James Sutter, a veteran of several earlier Pathfinder adventure paths and supplements, including Pathfinder Campaign Setting: Distant Worlds, which described several other inhabited planets in Golarion's solar system, has been made creative director for Starfinder.
Speaking on the changes made to the setting, Sutter said:
Starfinder is set in Golarion's solar system, but far in a possible future—one in which the gods have mysteriously spirited Golarion away to an unknown location, and refuse to answer questions about it. In its place, the cultures of that world have evolved and spread throughout the solar system, especially to a vast space platform called Absalom Station. Gifted access to a hyperspace dimension by an ascended AI deity, the residents of the system suddenly find themselves with the ability to travel faster than light, and the race is on to explore and colonize potentially millions of worlds. But there are horrors out there in the darkness...

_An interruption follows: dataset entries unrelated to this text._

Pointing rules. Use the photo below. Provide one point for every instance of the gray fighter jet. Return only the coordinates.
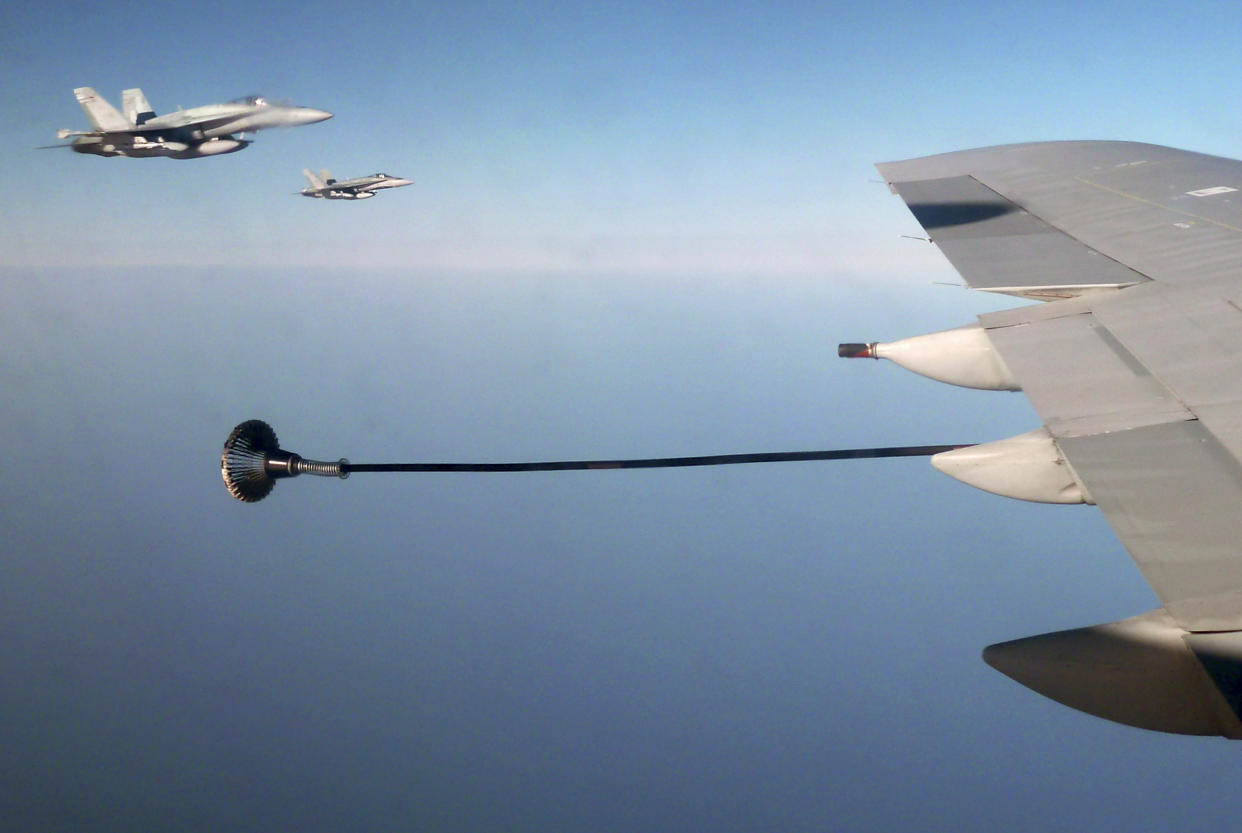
(206, 130)
(324, 186)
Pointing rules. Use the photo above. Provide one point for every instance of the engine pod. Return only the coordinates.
(963, 356)
(1027, 467)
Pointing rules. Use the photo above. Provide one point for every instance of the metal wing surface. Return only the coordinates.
(1137, 371)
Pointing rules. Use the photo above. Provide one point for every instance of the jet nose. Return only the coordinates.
(309, 116)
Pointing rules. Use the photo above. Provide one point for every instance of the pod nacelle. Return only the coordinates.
(963, 356)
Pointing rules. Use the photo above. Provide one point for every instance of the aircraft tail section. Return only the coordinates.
(314, 180)
(102, 114)
(135, 107)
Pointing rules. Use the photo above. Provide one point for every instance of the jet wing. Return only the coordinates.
(1139, 386)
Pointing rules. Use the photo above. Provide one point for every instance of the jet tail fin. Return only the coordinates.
(135, 107)
(102, 114)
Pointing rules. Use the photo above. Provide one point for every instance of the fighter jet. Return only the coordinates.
(206, 130)
(324, 186)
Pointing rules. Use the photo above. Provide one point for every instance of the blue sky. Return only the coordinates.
(636, 230)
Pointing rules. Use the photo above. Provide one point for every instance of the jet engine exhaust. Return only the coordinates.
(252, 461)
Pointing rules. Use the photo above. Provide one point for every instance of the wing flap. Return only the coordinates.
(999, 246)
(1142, 391)
(1171, 492)
(1081, 379)
(1165, 214)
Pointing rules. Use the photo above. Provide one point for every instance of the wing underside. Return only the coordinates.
(1140, 386)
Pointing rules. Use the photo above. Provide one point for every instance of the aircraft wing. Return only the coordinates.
(1137, 371)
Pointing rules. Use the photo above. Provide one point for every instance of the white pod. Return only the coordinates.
(1027, 467)
(961, 356)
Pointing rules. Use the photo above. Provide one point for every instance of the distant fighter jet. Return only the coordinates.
(324, 186)
(206, 130)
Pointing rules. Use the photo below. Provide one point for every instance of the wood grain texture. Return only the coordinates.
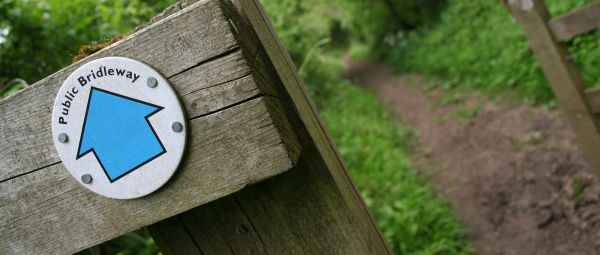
(580, 21)
(311, 209)
(234, 140)
(49, 212)
(564, 78)
(170, 45)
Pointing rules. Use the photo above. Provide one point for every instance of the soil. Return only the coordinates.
(513, 174)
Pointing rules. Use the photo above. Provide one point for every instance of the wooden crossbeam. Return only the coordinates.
(261, 174)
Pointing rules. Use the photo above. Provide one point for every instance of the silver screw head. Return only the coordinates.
(63, 138)
(151, 82)
(177, 127)
(86, 178)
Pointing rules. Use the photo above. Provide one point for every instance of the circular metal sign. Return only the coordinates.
(118, 127)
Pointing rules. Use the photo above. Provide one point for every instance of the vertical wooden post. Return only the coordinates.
(565, 79)
(260, 174)
(312, 209)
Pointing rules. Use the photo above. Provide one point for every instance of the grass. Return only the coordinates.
(376, 149)
(476, 44)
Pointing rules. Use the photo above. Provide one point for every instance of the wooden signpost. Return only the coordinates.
(260, 174)
(546, 34)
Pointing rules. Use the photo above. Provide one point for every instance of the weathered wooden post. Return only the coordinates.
(260, 174)
(545, 34)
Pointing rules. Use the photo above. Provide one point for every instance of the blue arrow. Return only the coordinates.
(116, 129)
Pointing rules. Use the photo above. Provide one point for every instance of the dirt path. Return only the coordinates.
(513, 174)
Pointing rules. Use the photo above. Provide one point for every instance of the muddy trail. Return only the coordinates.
(513, 174)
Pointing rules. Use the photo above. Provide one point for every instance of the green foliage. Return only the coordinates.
(412, 217)
(478, 44)
(375, 148)
(39, 37)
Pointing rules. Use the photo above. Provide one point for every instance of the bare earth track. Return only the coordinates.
(513, 174)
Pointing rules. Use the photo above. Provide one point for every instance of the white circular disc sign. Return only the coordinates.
(118, 127)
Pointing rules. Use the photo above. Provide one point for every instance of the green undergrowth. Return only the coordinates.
(376, 149)
(477, 44)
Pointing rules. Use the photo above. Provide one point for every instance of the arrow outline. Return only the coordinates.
(80, 155)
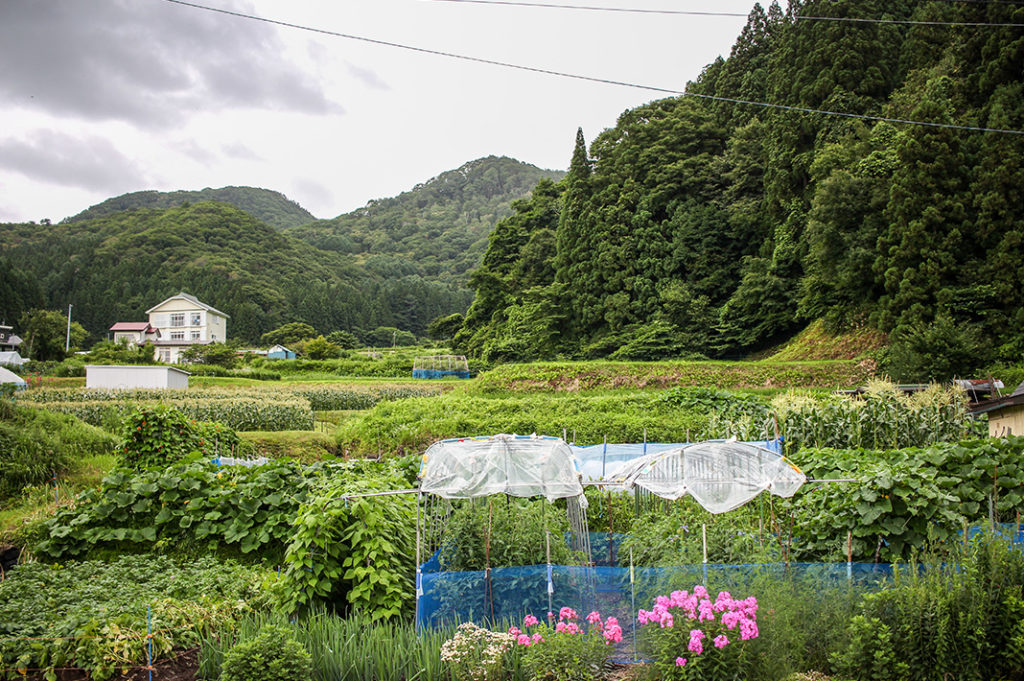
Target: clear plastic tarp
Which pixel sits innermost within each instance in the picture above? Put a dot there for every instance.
(515, 465)
(603, 462)
(721, 476)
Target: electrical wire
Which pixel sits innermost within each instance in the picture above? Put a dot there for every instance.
(593, 79)
(634, 10)
(908, 22)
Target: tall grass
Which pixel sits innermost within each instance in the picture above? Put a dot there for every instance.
(344, 649)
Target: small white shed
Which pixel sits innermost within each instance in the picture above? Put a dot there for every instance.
(114, 377)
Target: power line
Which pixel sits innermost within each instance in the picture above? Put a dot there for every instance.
(592, 79)
(635, 10)
(909, 22)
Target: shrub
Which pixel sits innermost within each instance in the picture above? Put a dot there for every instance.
(566, 650)
(273, 655)
(694, 637)
(956, 621)
(475, 653)
(157, 435)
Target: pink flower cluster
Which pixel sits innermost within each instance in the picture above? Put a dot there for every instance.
(698, 606)
(609, 628)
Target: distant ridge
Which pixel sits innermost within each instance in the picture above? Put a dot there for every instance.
(267, 206)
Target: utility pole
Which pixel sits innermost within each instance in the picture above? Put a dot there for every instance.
(68, 339)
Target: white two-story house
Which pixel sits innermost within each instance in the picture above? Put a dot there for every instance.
(183, 321)
(174, 325)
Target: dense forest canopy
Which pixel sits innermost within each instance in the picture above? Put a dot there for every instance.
(116, 267)
(272, 208)
(121, 257)
(698, 225)
(439, 226)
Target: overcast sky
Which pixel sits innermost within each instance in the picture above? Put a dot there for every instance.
(100, 97)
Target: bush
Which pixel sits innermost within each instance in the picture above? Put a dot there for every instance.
(567, 650)
(957, 621)
(273, 655)
(156, 436)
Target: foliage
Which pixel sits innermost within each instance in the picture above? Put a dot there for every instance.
(938, 351)
(439, 227)
(237, 414)
(696, 637)
(954, 621)
(905, 500)
(475, 653)
(674, 536)
(504, 531)
(35, 445)
(321, 348)
(46, 334)
(566, 649)
(353, 648)
(444, 328)
(123, 263)
(288, 333)
(272, 655)
(197, 507)
(411, 425)
(358, 549)
(93, 614)
(882, 417)
(217, 354)
(578, 376)
(157, 436)
(271, 207)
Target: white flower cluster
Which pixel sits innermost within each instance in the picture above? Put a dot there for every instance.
(475, 653)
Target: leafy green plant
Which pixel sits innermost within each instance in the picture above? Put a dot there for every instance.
(475, 653)
(156, 436)
(272, 655)
(568, 649)
(93, 614)
(357, 549)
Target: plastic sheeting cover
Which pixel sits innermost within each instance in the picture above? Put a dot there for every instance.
(721, 476)
(516, 465)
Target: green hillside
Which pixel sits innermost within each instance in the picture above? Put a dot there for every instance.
(115, 267)
(441, 225)
(702, 226)
(271, 207)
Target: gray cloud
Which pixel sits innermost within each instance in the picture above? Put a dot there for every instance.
(239, 151)
(56, 158)
(369, 78)
(146, 62)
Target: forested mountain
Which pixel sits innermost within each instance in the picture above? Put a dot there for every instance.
(439, 227)
(271, 207)
(114, 268)
(697, 224)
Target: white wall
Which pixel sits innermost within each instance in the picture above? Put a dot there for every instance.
(126, 378)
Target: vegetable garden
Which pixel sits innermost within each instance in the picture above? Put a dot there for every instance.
(240, 562)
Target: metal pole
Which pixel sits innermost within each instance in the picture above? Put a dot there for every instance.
(704, 531)
(419, 575)
(68, 340)
(551, 582)
(633, 599)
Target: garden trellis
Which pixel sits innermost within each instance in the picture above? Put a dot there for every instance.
(515, 465)
(721, 476)
(440, 366)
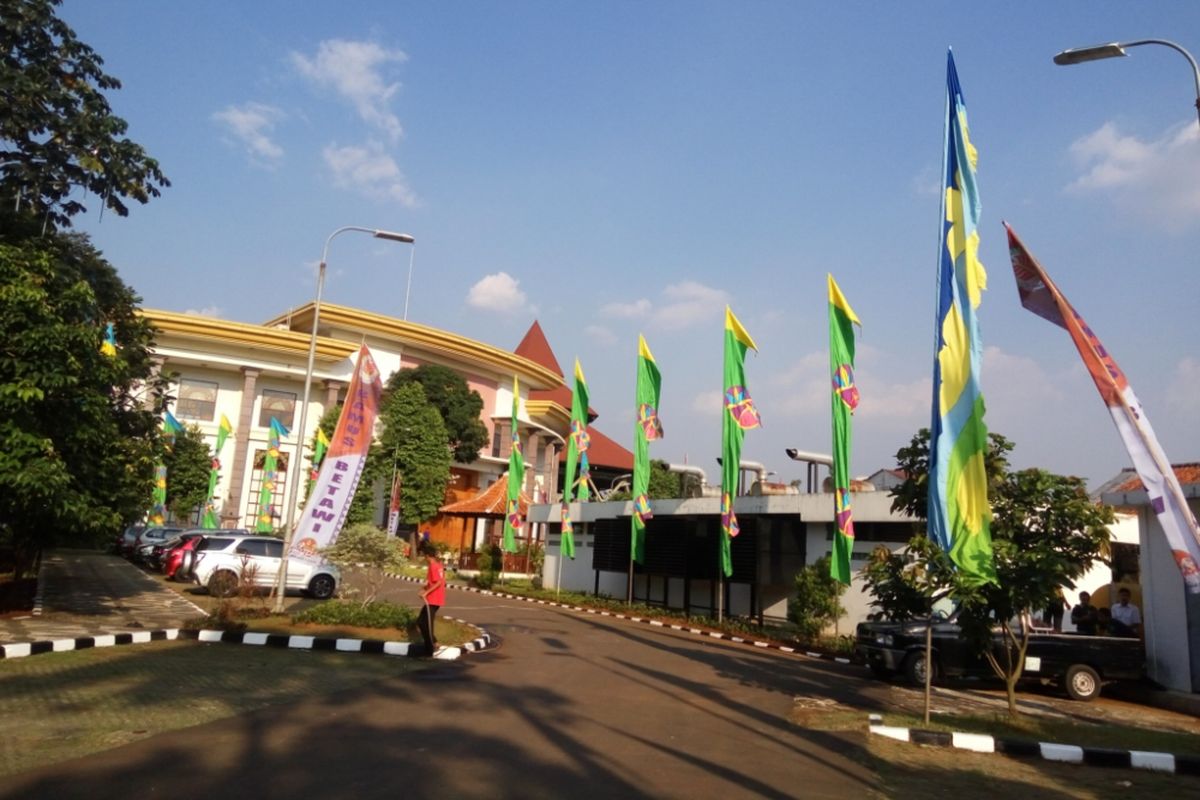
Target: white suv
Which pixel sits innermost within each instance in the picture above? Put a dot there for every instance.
(225, 563)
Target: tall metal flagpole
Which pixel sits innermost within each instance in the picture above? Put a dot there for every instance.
(280, 588)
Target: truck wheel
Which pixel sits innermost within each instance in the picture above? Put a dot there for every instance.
(915, 668)
(1083, 683)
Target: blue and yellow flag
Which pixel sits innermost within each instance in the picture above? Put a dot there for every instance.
(959, 513)
(108, 347)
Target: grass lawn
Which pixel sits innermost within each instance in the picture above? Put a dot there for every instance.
(64, 705)
(909, 770)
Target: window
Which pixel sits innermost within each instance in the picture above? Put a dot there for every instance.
(197, 400)
(282, 405)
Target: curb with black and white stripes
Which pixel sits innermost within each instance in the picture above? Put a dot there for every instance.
(292, 642)
(654, 623)
(1044, 750)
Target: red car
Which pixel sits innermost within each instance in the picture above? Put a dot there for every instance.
(172, 560)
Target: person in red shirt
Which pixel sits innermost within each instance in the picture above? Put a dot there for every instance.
(433, 593)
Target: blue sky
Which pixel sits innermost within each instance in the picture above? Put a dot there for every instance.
(625, 167)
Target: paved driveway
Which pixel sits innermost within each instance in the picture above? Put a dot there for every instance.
(567, 707)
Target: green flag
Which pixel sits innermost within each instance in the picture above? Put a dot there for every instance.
(845, 401)
(576, 451)
(513, 521)
(159, 512)
(739, 416)
(647, 428)
(265, 523)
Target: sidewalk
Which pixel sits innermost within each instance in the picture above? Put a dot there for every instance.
(84, 593)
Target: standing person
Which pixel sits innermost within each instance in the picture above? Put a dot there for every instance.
(1084, 615)
(1055, 609)
(433, 593)
(1126, 617)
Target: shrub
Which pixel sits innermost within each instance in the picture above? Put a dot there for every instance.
(377, 614)
(816, 603)
(372, 551)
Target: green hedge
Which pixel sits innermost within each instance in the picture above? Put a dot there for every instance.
(379, 613)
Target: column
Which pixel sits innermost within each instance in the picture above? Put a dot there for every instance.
(231, 511)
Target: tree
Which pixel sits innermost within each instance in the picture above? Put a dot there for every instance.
(58, 131)
(415, 439)
(816, 603)
(457, 403)
(664, 483)
(189, 463)
(78, 427)
(1045, 534)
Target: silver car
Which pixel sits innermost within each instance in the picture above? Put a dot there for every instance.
(225, 563)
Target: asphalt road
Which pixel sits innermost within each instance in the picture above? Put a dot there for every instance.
(568, 705)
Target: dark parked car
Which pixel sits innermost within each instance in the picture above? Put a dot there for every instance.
(1077, 662)
(147, 540)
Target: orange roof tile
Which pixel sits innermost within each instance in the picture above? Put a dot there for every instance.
(490, 503)
(1186, 474)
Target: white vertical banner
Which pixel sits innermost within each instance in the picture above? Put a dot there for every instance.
(329, 501)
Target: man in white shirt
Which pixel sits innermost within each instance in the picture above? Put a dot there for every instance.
(1126, 617)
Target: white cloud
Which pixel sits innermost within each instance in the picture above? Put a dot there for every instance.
(1183, 395)
(354, 70)
(499, 292)
(709, 403)
(600, 335)
(371, 172)
(251, 125)
(640, 307)
(690, 302)
(1158, 180)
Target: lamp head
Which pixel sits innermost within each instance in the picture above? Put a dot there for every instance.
(1093, 53)
(394, 236)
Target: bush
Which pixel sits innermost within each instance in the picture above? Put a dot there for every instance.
(490, 561)
(377, 614)
(816, 603)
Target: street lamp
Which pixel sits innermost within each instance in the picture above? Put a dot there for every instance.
(1116, 49)
(294, 475)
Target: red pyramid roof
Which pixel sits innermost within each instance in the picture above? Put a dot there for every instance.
(535, 348)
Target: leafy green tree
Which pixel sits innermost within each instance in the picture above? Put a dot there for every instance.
(816, 603)
(457, 403)
(189, 463)
(414, 439)
(78, 426)
(664, 483)
(58, 131)
(1045, 534)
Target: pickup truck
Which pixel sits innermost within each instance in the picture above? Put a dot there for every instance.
(1077, 662)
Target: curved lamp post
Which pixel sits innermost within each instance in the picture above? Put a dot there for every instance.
(294, 474)
(1116, 49)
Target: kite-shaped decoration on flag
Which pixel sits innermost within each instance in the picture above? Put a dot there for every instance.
(742, 409)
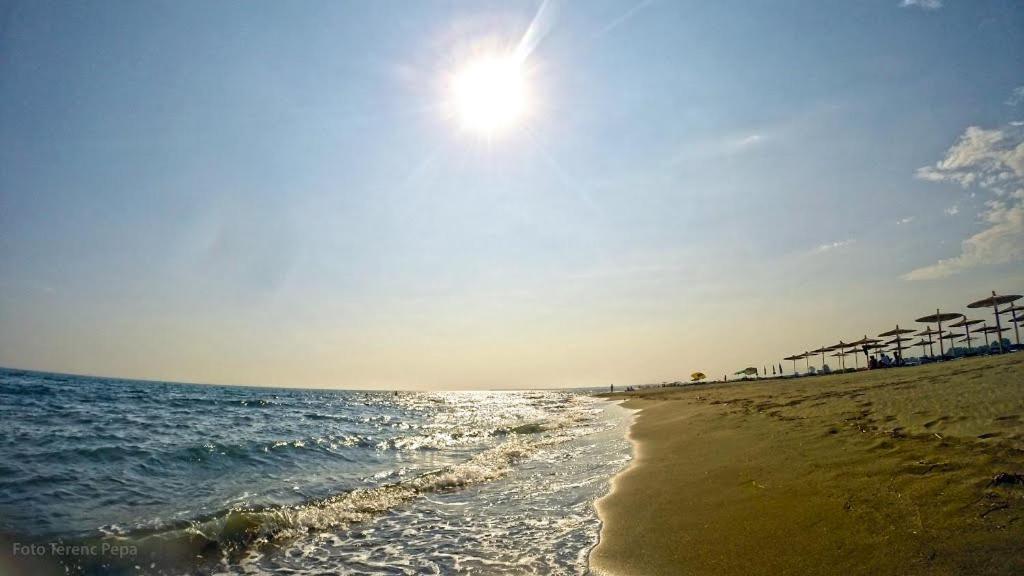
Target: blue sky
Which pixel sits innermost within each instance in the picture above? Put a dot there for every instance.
(271, 193)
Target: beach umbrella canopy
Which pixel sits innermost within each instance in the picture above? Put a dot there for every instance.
(897, 331)
(995, 301)
(937, 317)
(965, 323)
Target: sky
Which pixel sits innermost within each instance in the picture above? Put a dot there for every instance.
(278, 194)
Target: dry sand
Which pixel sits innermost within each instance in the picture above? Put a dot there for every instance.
(891, 471)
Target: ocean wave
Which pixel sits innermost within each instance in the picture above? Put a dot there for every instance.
(232, 531)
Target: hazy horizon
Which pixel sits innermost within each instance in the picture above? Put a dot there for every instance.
(290, 195)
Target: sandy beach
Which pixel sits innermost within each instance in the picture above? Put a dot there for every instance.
(912, 470)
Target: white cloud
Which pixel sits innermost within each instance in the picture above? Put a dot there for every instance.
(923, 4)
(833, 246)
(1001, 242)
(991, 161)
(1017, 96)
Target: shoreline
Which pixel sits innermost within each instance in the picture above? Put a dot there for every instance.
(913, 470)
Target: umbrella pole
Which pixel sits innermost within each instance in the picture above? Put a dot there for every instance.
(998, 325)
(899, 347)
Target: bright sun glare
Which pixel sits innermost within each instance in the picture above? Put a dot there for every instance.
(489, 94)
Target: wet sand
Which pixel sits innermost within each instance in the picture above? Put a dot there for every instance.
(903, 471)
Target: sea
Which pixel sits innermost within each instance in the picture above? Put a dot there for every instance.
(103, 476)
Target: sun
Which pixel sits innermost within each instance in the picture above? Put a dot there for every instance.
(489, 95)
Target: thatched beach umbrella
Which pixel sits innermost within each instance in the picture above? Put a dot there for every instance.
(939, 318)
(842, 346)
(966, 325)
(922, 342)
(997, 330)
(898, 332)
(864, 343)
(821, 352)
(995, 301)
(1013, 311)
(930, 332)
(795, 359)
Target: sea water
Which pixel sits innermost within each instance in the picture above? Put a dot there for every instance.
(189, 479)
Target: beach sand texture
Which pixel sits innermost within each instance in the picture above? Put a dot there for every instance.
(912, 470)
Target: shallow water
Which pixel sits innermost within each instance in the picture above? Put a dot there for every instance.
(204, 479)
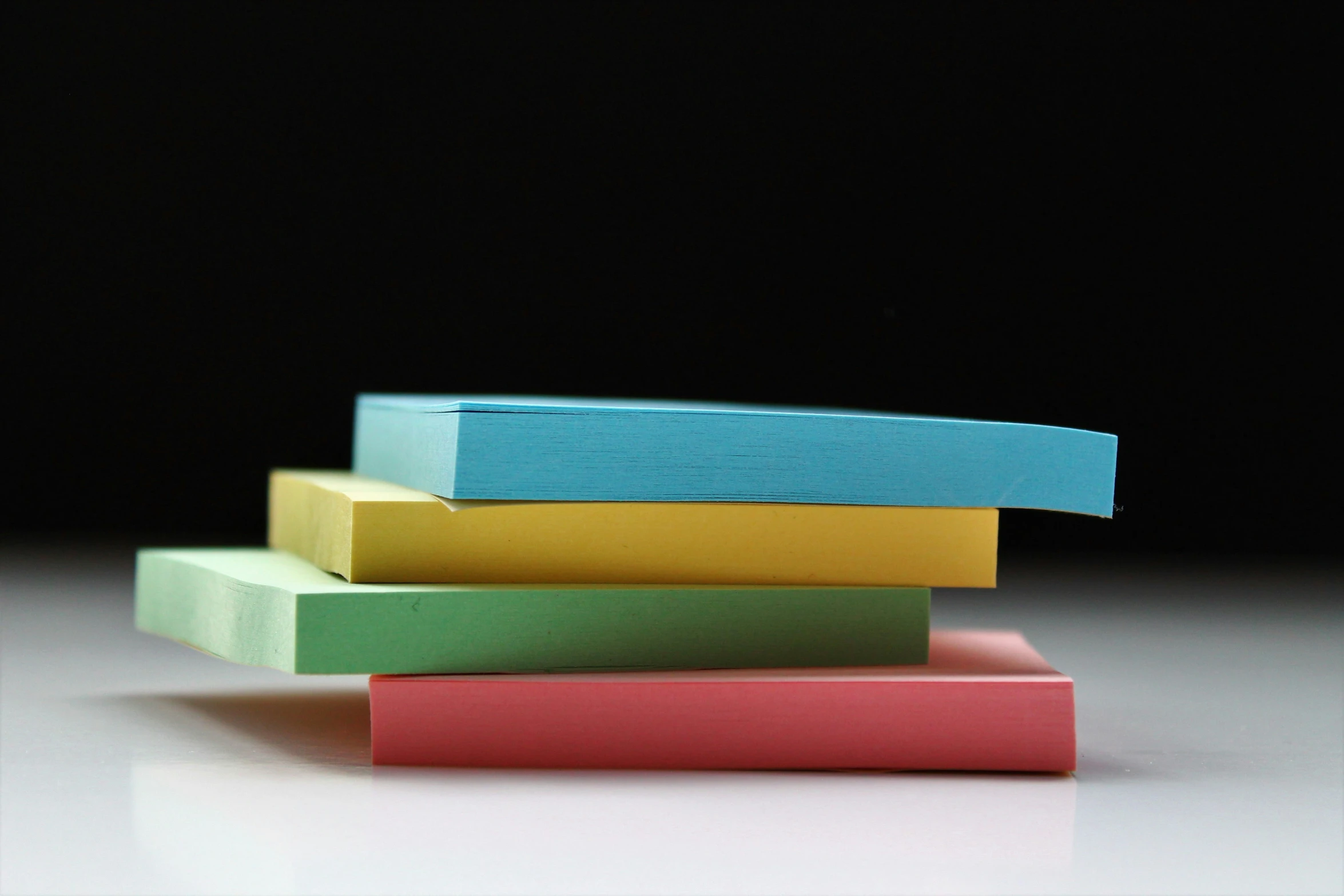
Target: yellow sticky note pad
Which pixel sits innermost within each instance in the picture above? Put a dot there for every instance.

Pathfinder has long flirted with material more akin to science fiction than it's accustomed fantasy; even beyond the extraterrestrial planets and their inhabitants described in Distant Worlds, alien creatures, a crashed spaceship, and Lovecraftian-style terrors known as the Dark Tapestry have all served as backdrops for the setting since it's inception. With Starfinder merely bringing these elements to the fore, and the acknowledgement that even Gary Gygax wrote adventures around sci-fi elements, there's no real argument to be made that this is too much of a departure from Pathfinder's origin. Further, there's no need to worry about too much similarity to its predecessor. Starfinder will have all-new rulesets to cover appropriate futuristic possibilities, and devs have stated that "lasers will not just be wands of fireball, reskinned."
Starfinder is planned to be compatible with existing Pathfinder rules with only some adjustments needed to run alongside each other, so if you want to play a throwback fist fighter or olde tyme space wizard, the numbers can still add up even if your survival may not. Or, if you pick up the standalone Starfinder rulebook, you're perfectly justified in seeing what happens when the future comes to Golarion a little too early. (That ought to give the Numerians something to talk about at least.) If you want it, you need only wait until GenCon in August of 2017, where and when the book will debut. Like Pathfinder and the Dungeons And Dragons ruleset, it's based on Starfinder will be released under the Open Gaming License, so rules will be available to anyone who wants to blaze their own outer space trails. Rules supplements are planned, and while specifics are as yet unannounced, monthly Starfinder Adventure Paths with extra content are already in the works. Paralleling Pathfinder Adventure Paths, these will be available on a similar, but separate, subscription basis.
No open beta is planned for Starfinder, but interested explorers can check out the Starfinder forums for the latest communications.